Certains événements peuvent enfin être anticipés : les commémorations (celles du centenaire d’Albert Camus, de la Grande Guerre…), les thèmes récurrents (printemps des poètes), et enfin l’actualité de la bibliothèque elle-même (on peut penser à l’exposition de la BnF sur Casanova qui correspondait à l’achat des manuscrits de ses mémoires). Ces thèmes peuvent être communs avec les radios, qui traitent elles aussi de la question de leur propre actualité en tant qu’institutions (les célébrations des cinquantenaires et autres centenaires en sont un bon exemple), et qui consacrent également des émissions aux commémorations. Créer l’actualité, c’est aussi possible par des partenariats autour des événements qui marquent la vie culturelle d’un territoire ; les Assises internationales du roman sont ainsi relayées par les bibliothèques du Grand Lyon… et par France Inter.

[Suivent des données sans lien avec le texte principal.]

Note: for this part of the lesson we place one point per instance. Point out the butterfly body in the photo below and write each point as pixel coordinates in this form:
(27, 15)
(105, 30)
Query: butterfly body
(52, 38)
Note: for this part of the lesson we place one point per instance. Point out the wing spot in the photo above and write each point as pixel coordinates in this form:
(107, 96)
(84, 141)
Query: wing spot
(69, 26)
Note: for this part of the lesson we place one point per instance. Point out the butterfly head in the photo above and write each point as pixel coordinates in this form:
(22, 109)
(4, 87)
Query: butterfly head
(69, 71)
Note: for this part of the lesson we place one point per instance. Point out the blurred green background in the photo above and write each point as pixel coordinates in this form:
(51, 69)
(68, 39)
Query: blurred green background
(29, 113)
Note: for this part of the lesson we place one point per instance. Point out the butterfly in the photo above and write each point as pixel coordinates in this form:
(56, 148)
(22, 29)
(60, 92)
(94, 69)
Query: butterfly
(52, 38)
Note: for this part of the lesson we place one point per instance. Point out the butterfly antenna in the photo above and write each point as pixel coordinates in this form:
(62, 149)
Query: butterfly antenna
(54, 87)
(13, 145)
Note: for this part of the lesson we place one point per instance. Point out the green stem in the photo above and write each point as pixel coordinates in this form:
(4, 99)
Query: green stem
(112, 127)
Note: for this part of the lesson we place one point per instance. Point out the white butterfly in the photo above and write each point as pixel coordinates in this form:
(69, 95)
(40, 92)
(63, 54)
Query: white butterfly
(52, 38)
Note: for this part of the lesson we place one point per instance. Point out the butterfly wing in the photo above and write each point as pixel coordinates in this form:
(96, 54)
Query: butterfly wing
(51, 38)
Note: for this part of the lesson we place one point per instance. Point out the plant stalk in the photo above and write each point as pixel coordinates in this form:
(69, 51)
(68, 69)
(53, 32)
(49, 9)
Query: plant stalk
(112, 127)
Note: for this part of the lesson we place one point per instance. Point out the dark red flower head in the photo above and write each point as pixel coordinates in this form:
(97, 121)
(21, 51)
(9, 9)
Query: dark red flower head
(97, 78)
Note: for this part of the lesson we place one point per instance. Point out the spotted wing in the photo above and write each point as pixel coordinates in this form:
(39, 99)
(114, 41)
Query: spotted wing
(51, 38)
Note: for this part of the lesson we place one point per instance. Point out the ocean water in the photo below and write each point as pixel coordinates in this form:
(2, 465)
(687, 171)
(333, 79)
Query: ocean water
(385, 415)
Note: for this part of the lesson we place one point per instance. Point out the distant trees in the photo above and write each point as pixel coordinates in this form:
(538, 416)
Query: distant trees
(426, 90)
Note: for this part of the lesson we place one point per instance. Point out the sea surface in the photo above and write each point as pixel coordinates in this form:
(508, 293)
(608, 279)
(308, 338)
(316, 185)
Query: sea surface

Si les bibliothèques peuvent s’emparer de l’actualité, les radios peuvent à l’inverse s’en écarter ; ainsi, Les nouveaux chemins de la connaissance (France Culture), émission la plus podcastée du service public, se présente comme une émission sans rapport aucun à l’actualité. Orientée vers la philosophie, cette émission aborde également d’autres thèmes autour de la littérature, l’art, l’histoire, la sociologie… mais sans être complètement séparée du monde contemporain 25.
La question de la temporalité de l’actualité induit nécessairement celle du recul critique. En effet, le délai employé par les bibliothèques pour se saisir de l’actualité n’est pas seulement une contrainte : c’est aussi un véritable choix de médiation. Elles se positionnent en effet souvent dans un refus de l’immédiateté, et le décalage par rapport aux événements de l’actualité est souvent une façon de mieux préparer l’action culturelle. Laurence Tertian 26, responsable de la cellule Services au public et action culturelle, au Bureau des bibliothèques et de la lecture à la Ville de Paris, explique que les « Jeudis de l’actualité » organisés dans les bibliothèques parisiennes cherchent à aborder tous les sujets, mais sans être à chaud. Il s’agit de trouver un équilibre permettant le retrait réflexif. Cette position n’est finalement pas très éloignée de celle qui est revendiquée par France Culture, comme l’indique sa campagne d’affichage pour 2013-2014 27.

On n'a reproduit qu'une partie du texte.